As consequential as these innovations were, however, they did not change the fundamental aspects of human behavior that comprise what I call the “social suite”: a crucial set of capacities we have evolved over hundreds of thousands of years, including love, friendship, cooperation, and teaching. The basic contours of these traits remain remarkably consistent throughout the world, regardless of whether a population is urban or rural, and whether or not it uses modern technology.
But adding artificial intelligence to our midst could be much more disruptive. Especially as machines are made to look and act like us and to insinuate themselves deeply into our lives, they may change how loving or friendly or kind we are—not just in our direct interactions with the machines in question, but in our interactions with one another.
Consider some experiments from my lab at Yale, where my colleagues and I have been exploring how such effects might play out. In one, we directed small groups of people to work with humanoid robots to lay railroad tracks in a virtual world. Each group consisted of three people and a little blue-and-white robot sitting around a square table, working on tablets. The robot was programmed to make occasional errors—and to acknowledge them: “Sorry, guys, I made the mistake this round,” it declared perkily. “I know it may be hard to believe, but robots make mistakes too.”
As it turned out, this clumsy, confessional robot helped the groups perform better—by improving communication among the humans. They became more relaxed and conversational, consoling group members who stumbled and laughing together more often. Compared with the control groups, whose robot made only bland statements, the groups with a confessional robot were better able to collaborate.
In another, virtual experiment, we divided 4,000 human subjects into groups of about 20, and assigned each individual “friends” within the group; these friendships formed a social network. The groups were then assigned a task: Each person had to choose one of three colors, but no individual’s color could match that of his or her assigned friends within the social network. Unknown to the subjects, some groups contained a few bots that were programmed to occasionally make mistakes. Humans who were directly connected to these bots grew more flexible, and tended to avoid getting stuck in a solution that might work for a given individual but not for the group as a whole. What’s more, the resulting flexibility spread throughout the network, reaching even people who were not directly connected to the bots. As a consequence, groups with mistake-prone bots consistently outperformed groups containing bots that did not make mistakes. The bots helped the humans to help themselves.

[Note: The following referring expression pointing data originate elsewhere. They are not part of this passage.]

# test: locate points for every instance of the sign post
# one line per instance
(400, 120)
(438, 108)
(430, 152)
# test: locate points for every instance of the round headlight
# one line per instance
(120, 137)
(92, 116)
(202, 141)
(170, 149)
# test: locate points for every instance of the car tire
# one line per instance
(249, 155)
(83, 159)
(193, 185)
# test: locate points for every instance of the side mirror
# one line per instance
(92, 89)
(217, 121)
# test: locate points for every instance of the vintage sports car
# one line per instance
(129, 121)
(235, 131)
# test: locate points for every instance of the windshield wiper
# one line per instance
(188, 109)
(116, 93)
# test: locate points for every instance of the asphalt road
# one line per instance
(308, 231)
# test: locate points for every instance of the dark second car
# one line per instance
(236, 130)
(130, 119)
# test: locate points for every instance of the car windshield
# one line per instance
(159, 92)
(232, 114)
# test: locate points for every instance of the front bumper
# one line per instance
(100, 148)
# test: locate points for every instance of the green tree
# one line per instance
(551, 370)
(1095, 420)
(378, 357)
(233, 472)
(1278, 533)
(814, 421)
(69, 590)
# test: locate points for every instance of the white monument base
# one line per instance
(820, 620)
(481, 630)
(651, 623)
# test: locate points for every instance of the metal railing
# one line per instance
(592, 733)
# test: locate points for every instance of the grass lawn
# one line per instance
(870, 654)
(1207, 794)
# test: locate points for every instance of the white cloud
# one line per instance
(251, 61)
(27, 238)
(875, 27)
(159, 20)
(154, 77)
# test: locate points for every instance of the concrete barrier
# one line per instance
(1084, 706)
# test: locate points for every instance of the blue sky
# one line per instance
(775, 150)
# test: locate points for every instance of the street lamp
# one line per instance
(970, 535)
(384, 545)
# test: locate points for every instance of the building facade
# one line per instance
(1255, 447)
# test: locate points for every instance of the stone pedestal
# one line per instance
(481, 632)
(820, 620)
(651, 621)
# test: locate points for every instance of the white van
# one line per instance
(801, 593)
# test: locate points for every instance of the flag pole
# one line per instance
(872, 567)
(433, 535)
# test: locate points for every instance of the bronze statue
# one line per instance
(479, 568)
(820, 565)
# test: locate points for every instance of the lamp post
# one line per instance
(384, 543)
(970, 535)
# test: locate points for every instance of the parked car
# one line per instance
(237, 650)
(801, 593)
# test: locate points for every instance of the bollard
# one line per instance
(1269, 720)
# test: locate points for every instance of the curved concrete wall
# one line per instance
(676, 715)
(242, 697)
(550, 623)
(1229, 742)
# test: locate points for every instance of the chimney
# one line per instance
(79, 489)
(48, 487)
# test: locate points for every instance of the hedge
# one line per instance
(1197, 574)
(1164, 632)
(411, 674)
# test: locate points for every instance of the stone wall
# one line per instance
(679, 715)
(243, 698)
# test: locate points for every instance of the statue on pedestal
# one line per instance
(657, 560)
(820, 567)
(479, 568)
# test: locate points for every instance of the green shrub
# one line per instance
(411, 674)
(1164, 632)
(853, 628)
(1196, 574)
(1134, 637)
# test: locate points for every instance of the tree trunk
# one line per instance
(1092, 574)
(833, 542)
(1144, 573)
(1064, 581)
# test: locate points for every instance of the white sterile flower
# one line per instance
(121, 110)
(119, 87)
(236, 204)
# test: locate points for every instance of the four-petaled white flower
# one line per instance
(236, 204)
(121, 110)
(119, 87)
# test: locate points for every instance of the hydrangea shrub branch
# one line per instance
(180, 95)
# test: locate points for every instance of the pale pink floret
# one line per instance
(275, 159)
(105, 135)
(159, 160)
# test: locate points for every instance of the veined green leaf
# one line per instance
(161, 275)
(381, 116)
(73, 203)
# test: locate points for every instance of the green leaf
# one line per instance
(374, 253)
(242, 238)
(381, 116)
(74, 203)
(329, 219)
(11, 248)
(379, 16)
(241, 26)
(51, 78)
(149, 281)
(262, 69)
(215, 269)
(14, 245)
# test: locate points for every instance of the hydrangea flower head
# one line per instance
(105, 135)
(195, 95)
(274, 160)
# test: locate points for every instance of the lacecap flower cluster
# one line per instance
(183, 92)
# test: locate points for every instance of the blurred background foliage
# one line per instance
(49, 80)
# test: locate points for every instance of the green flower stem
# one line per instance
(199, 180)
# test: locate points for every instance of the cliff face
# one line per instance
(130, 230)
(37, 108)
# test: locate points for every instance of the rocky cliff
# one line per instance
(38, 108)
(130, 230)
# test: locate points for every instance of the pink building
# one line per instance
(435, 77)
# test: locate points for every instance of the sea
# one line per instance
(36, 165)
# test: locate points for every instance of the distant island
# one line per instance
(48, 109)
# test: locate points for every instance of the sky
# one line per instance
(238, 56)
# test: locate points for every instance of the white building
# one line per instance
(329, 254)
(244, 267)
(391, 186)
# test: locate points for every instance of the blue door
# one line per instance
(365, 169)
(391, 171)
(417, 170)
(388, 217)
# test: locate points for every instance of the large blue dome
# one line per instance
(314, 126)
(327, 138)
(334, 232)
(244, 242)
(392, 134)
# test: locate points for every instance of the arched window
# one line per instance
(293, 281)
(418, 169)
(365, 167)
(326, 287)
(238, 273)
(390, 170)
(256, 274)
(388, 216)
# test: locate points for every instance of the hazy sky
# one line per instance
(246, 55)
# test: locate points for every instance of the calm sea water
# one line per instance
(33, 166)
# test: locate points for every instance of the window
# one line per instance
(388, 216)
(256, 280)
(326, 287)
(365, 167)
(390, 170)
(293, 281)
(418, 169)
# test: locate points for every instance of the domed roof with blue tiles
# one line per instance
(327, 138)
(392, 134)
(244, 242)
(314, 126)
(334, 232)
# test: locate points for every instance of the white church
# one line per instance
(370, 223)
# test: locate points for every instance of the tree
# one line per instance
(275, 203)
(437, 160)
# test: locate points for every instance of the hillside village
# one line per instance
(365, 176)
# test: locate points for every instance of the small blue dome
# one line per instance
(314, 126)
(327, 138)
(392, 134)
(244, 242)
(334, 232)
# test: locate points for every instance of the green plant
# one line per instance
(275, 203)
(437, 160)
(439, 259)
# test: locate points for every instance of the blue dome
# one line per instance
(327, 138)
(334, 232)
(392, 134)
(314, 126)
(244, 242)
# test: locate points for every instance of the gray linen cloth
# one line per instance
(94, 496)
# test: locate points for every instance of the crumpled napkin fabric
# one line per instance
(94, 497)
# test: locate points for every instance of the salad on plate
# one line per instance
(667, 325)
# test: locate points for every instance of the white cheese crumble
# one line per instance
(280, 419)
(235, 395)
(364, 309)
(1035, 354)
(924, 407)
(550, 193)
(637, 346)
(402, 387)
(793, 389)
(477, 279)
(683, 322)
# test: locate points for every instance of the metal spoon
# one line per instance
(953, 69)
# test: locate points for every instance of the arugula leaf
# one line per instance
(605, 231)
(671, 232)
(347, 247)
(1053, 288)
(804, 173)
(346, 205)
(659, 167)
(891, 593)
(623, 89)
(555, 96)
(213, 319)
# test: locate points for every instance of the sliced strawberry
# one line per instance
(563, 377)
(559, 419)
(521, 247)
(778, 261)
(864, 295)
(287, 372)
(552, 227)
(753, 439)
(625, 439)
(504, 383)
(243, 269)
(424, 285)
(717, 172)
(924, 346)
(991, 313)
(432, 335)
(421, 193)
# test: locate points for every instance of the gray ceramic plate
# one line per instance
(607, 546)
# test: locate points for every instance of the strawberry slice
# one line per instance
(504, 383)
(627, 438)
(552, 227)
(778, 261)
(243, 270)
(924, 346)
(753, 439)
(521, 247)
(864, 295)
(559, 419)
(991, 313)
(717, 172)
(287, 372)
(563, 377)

Both of these studies demonstrate that in what I call “hybrid systems”—where people and robots interact socially—the right kind of AI can improve the way humans relate to one another. Other findings reinforce this. For instance, the political scientist Kevin Munger directed specific kinds of bots to intervene after people sent racist invective to other people online. He showed that, under certain circumstances, a bot that simply reminded the perpetrators that their target was a human being, one whose feelings might get hurt, could cause that person’s use of racist speech to decline for more than a month.